Archaeologists have uncovered a tomb from the little-known Chimu culture that they believe belonged to an elite musician from the 15th century, daily El Comercio reported.
Archaeologists Matthew Helmer and Jeisen Navarro made the discovery in the Samanco archaeological complex in Ancash region.
Five meters below the surface, the archaeologists found the tomb that contained the individual, believed to be a member of the Chimu elite. To the right of that tomb, the remains of two other individuals were buried, while to the left there were bones of llamas and traces of food.
Helmer and Navarro believe the individual was a musician because they found 20 flutes, as well as carvings of people playing the flutes.

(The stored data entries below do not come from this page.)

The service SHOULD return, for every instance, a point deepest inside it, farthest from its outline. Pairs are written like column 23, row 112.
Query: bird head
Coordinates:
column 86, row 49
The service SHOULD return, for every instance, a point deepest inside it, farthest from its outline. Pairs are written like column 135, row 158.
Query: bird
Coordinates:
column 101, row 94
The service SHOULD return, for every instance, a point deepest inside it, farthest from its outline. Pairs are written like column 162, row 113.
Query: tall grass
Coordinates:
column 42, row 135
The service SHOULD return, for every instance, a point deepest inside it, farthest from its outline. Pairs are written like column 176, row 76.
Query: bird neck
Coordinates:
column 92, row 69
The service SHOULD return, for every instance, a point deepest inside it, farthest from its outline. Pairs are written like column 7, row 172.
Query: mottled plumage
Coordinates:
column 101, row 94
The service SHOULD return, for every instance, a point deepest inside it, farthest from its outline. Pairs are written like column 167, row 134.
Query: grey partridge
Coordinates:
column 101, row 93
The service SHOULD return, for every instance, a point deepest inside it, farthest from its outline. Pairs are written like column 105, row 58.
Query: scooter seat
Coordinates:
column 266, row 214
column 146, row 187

Navarro said he believed the tomb dates back to 1450 AD and shows signs of influence from the Inca, who ruled from their capital in Cusco.
“It is a discovery that mixes the world of Chimu and Inca,” Navarro said. “It is very likely that the Incas used the local chiefs to administer provinces like this in the Nepena valley,” he said.

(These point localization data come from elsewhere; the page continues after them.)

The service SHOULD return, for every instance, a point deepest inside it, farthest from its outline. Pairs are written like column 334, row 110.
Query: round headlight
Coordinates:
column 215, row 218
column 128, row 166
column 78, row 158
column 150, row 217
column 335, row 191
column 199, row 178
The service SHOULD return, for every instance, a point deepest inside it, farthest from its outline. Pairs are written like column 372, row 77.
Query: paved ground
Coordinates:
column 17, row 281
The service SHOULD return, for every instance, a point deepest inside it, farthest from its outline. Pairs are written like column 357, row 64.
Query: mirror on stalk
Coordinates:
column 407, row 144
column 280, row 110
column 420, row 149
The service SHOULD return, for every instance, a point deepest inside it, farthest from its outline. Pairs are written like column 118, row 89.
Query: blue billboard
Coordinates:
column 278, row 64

The discovery was first reported by National Geographic, which funded the archaeological work.
The Chimu culture and its Chimor kingdom rose around 900 AD along Peru’s northern coast. Perhaps the best known archaeological site of the Chimu is Chan Chan, the large, adobe city that served as the capital of Chimor. Chan Chan was declared a UNESCO World Heritage Site in 1986.
The Incas are believed to have launched a campaign to conquer the Chimor kingdom around 1470 AD.